Previsão não é otimista
A falta de água tem deixado populações aflitas. O problema é que há regiões em que não choveu ainda e não deve chover tão cedo. Segundo a meteorologista Cláudia Valéria, do Inmet, no Centro-oeste do estado o período chuvoso coincide com o Verão. Já no Centro-leste, a chuva inicia em abril e vai até o Inverno. “As chuvas do Oeste deveriam ter começado em 2016. Já se passaram dois meses e meio de 2017. Ano passado foi deficiente, mas em 2017 teríamos mudanças. No Centro- oeste não resolveu, e o período chuvoso de lá já passou.”

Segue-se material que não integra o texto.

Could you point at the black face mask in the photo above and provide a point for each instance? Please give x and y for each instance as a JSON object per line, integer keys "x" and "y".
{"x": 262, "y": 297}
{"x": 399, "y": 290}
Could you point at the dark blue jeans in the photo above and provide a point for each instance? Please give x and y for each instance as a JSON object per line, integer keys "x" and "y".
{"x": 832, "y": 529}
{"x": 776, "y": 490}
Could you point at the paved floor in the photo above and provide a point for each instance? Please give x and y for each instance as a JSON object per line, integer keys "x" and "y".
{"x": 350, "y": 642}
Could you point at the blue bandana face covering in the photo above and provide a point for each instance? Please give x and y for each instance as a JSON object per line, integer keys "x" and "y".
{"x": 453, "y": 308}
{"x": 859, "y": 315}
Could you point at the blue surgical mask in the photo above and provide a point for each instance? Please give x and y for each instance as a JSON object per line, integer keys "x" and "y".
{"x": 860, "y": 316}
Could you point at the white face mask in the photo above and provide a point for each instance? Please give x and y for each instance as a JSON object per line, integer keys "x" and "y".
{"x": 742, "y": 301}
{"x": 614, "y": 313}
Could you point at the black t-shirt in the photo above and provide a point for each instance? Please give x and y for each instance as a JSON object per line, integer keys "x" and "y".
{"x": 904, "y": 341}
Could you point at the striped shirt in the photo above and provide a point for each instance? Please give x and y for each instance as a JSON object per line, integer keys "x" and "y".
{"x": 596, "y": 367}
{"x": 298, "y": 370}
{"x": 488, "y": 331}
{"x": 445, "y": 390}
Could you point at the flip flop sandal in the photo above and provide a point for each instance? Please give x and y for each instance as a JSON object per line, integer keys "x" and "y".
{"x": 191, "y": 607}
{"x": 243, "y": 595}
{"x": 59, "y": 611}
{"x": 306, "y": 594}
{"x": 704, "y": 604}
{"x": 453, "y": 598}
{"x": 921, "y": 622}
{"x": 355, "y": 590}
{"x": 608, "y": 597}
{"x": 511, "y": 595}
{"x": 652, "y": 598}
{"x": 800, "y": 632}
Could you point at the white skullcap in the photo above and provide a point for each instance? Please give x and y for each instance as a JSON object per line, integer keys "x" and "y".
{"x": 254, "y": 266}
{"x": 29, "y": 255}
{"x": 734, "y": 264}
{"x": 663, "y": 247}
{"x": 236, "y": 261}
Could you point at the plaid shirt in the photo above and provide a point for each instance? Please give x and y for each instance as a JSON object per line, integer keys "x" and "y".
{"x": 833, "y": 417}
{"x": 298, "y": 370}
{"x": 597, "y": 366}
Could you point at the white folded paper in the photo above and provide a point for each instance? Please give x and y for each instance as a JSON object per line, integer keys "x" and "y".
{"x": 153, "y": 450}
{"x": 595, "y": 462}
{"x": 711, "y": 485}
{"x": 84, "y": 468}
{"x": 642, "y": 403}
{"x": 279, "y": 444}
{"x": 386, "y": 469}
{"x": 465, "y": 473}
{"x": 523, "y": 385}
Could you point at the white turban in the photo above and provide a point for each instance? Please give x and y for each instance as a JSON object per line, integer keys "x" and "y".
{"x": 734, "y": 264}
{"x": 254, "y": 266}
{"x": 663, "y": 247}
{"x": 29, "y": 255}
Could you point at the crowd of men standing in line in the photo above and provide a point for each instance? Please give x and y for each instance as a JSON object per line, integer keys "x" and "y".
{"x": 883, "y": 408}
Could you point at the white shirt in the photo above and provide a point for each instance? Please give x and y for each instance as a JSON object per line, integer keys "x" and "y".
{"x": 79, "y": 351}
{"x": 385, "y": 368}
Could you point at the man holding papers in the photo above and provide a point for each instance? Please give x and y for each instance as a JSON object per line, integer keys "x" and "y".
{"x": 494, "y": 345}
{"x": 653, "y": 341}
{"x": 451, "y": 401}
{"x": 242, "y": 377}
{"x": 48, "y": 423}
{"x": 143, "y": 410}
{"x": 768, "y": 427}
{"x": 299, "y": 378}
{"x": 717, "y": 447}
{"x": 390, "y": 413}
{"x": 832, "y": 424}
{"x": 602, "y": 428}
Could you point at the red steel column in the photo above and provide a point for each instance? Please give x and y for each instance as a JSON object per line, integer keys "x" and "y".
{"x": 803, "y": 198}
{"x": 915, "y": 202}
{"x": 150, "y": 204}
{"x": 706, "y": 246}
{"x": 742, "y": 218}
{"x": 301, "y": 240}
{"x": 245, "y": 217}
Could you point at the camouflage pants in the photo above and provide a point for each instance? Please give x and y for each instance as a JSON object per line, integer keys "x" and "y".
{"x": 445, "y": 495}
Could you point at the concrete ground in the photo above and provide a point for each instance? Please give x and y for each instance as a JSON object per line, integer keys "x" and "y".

O Centro-oeste contempla parte da Chapada Diamantina, a região Oeste e a do São Francisco. Já o Centro-leste compreende parte do Nordeste do estado, a RMS, o Recôncavo e o litoral. “Em 2016 o El Niño foi muito intenso. No final do ano mudou para La Niña, mas não teve nenhum favorecimento do Oceano Pacífico pra cá, por isso permaneceu a irregularidade que já acontecia.”